Several facility-level characteristics were associated with differences in measures of interpretive performance in multivariable models that controlled for patient and radiologist characteristics (Table 2). Specificity decreased with increasing facility volume (P = .002), but sensitivity did not vary with facility volume (P = .097). Facilities that offered diagnostic mammograms had lower specificity (odds ratio [OR] = 0.66, 95% CI = 0.5 to 0.86; P = .003) and lower PPV1 (OR = 0.63, 95% CI = 0.49 to 0.82; P < .001) than facilities that did not. Having a breast imaging specialist who interpreted screening mammograms was associated with slightly higher specificity (OR = 1.26, 95% CI = 0.97 to 1.63; P = .83) and higher PPV1 (OR = 1.23, 95% CI = 1.01 to 1.50; P = .39), although neither association was statistically significant. Facilities that sent mammograms off-site for interpretation had statistically significantly lower specificity than those that did not (OR = 0.70, 95% CI = 0.56 to 0.87; P = .002). The profit status of the facility was not associated with any measure of interpretive performance.

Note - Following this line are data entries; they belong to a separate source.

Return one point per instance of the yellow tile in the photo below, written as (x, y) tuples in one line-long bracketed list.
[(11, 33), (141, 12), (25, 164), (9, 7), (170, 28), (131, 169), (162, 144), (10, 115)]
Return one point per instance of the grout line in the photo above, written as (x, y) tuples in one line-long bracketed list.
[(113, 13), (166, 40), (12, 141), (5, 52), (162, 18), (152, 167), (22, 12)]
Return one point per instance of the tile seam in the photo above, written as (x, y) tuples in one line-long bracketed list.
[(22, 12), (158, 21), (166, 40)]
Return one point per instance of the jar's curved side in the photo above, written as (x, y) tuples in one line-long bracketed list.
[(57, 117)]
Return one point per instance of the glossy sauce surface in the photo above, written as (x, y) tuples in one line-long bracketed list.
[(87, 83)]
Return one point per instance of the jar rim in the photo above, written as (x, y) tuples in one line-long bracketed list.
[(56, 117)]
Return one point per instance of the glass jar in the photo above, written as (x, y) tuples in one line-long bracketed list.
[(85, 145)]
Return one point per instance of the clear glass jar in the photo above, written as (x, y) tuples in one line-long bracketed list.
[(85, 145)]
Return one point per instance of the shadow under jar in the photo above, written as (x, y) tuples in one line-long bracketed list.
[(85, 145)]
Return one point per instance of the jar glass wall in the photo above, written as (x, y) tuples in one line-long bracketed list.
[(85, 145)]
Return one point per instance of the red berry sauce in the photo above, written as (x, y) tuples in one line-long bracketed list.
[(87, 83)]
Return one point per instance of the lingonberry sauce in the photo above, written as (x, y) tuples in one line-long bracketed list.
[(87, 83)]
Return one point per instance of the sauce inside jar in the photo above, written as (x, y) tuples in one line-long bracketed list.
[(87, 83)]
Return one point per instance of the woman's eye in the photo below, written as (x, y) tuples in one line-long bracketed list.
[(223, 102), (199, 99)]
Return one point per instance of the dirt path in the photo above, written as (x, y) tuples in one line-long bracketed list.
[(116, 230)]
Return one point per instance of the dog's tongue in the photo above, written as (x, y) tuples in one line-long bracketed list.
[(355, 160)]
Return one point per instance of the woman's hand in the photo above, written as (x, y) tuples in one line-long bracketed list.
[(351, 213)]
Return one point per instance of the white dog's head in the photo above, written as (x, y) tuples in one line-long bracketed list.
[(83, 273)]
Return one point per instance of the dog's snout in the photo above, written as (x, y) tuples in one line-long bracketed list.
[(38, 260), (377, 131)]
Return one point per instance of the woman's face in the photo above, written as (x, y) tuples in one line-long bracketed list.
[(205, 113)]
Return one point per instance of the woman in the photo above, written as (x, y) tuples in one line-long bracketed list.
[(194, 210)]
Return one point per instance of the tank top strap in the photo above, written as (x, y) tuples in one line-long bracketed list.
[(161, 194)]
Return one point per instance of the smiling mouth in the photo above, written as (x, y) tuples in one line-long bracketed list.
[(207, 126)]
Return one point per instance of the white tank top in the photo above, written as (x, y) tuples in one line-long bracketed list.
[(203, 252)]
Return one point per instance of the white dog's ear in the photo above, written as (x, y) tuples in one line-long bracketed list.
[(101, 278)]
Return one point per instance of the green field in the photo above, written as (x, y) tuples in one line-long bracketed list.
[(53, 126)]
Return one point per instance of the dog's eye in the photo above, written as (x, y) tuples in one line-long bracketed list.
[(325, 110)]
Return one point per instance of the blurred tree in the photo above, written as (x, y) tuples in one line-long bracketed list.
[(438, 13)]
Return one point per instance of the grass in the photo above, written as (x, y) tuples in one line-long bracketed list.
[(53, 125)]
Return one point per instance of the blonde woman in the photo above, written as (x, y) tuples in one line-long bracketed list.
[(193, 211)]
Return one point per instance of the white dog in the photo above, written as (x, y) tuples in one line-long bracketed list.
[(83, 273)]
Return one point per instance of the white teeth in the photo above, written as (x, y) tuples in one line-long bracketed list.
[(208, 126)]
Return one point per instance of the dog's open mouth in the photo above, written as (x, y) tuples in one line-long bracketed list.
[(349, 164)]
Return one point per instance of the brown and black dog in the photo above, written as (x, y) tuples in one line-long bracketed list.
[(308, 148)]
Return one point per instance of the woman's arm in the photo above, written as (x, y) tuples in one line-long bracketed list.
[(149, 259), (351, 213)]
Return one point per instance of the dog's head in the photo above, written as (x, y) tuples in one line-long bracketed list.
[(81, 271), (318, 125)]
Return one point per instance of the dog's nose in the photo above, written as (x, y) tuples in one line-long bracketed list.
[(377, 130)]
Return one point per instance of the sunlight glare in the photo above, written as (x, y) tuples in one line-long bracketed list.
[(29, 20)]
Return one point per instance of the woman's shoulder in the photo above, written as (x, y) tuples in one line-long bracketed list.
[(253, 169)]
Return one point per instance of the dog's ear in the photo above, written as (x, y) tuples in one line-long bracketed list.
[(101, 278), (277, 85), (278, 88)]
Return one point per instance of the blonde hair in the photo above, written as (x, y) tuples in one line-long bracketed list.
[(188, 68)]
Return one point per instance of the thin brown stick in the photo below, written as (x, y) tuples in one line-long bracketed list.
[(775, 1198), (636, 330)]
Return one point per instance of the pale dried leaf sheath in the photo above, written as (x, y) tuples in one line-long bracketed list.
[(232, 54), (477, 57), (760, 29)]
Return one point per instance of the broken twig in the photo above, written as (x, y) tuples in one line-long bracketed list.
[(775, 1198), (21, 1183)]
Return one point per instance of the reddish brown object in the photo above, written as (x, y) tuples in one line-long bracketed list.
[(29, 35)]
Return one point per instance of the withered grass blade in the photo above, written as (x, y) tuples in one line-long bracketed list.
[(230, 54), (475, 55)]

Compared with no double reading of mammograms, the method of double reading was not associated with differences in specificity (P = .177) or sensitivity (P = .779) but was associated with a lower PPV1 (P = .005) (Table 2). Among the 23 facilities that reported double reading of mammograms, only four did so for all readings; 13 facilities double read 2%–30% of mammograms, and six did not report the percentage that were double read. Providing audit data to radiologists two or more times per year was associated with higher specificity and PPV1 than providing data only once per year. Reviewing audit information alone vs together with other radiologists was associated with lower specificity. None of the facility structure or interpretive process variables was associated with differences in PPV2 (data not shown).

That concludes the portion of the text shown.